1. MZ.de
  2. >
  3. Lokal
  4. >
  5. Nachrichten Bitterfeld-Wolfen
  6. >
  7. Bitterfeld-Wolfen: Bitterfeld-Wolfen: Willkommen im Leben

Bitterfeld-Wolfen Bitterfeld-Wolfen: Willkommen im Leben

Von Sylvia Czajka 10.07.2012, 17:39

Bitterfeld-Wolfen/MZ. - Der Tumor im Kopf hat ihm das Augenlicht genommen. Nicht ganz, lächelt er. "Da ist noch ein Tunnel zu sehen." Der, so hofft Torsten Brucke, bleibt hell. Lange, ganz lange. Zehn Jahre ist es her, da hat das Geschwür im Kopf sein Leben verändert. Komplett. Autoverkäufer war er einst, jetzt kann er nicht einmal mehr Auto fahren. Schuld ist das Ding da oben drin. "Das hat mich auch zu einem anderen Menschen gemacht", meint der 48-Jährige.

"Jetzt ist es schön, nach langer Zeit wieder am Leben teilhaben zu können", sagt der Wolfener heute. Das wäre ohne "Liane" und meine Kinder nicht möglich gewesen. "Ich liebe meine Frau und verdanke ihr alles."

Eine andere Möglichkeit wieder mittendrin zu sein, gibt ihm ein Projekt. "Engagiert im Tandem" nennen es jene, die es ins Leben riefen, sich dafür stark machen. Die Trägerschaft dafür übernahm Biworegio in Kooperation mit der Agentur für Freiwillige in der Region Bitterfeld-Wolfen "Mehrwert". Aufgenommen ist "Engagiert im Tandem" ins Bundesprogramm für Toleranz und Demokratie. Torsten Brucke ist jetzt ein Teil davon.

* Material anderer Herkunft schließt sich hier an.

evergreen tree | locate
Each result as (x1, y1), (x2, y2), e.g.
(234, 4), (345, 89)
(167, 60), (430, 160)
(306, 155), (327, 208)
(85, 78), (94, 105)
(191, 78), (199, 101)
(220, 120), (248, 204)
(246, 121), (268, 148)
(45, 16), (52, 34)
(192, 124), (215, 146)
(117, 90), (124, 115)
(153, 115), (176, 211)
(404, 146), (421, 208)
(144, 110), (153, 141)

Er gehört zum Team des Mehrgenerationenhauses in Wolfen, betont Projektkoordinatorin Birgit Wessel. Dank seiner Hilfe wird die Web-Seite des Hauses auf Vordermann gehalten. Da steckt viel Zeit drin, sagt sie. Brucke nimmt die sich gern. Unter Druck steht er nicht. "All das, was ich mache, dauert seine Zeit", sagt er. Doch am Ende lohnt es sich, weiß Birgit Wessel. "Hinter dem Ofen zu sitzen, war noch nie mein Ding."

Menschen mit Behinderung lassen nicht sich helfen, sondern engagieren sich selbst für andere, erläutert Birgit Wessel die Idee hinter "Engagiert im Tandem". Tandem? Das bedeutet in der Regel zwei. Der Mensch mit Behinderung sowie eine Bezugsperson. Die kann es geben, muss es aber nicht. Zwei engagieren sich für eine Sache, erläutert Frau Wessel. Genau wie Heiko Lawrenz und Vater Lutz. Sie haben im Wolfener Jugendclub Phönix viele Aufgaben. Lutz Lawrenz kümmert sich um den Garten. Sohn Heiko will die Arbeit mit Jugendlichen nicht mehr missen. All das funktioniert im Phönix.

Heiko Lawrenz arbeitete einst als Diplom-Ingenieur Elektronik / Elektrotechnik, lief mit elf Jahren allen davon - wurde DDR-Meister. Geschichte. Acht Schlaganfälle veränderten sein Leben und das seiner Familie. 45 Jahre ist er alt und will nicht zulassen, dass ihm die Decke auf den Kopf fällt. Die Zeit am Vormittag verbringt er im "Aufbruch" in Bitterfeld. Einem Verein, der sich für die Förderung seelisch Kranker stark macht. Zweimal die Woche kann man ihn im Wolfener Phönix antreffen. Hier bastelt er mit Kindern, spielt mit ihnen Billard, hat Spaß bei der Arbeit. Die Familie gibt auch ihm Halt. Über Vater Lutz sagt er: "Ich bin froh, dass ich ihn habe. Er ist ein aktiver Mann, der mitten im Leben und mir immer zur Seite steht".

Am 31. Dezember 2012 endet übrigens das Projekt "Engagiert im Tandem". Ob es eine Zukunft hat? Birgit Wessel hofft es. Denn für die Menschen, die mittendrin stecken, sei es auch eine Erhöhung der Lebensqualität. Raus aus den vier Wänden - hinein, wo das Leben spielt.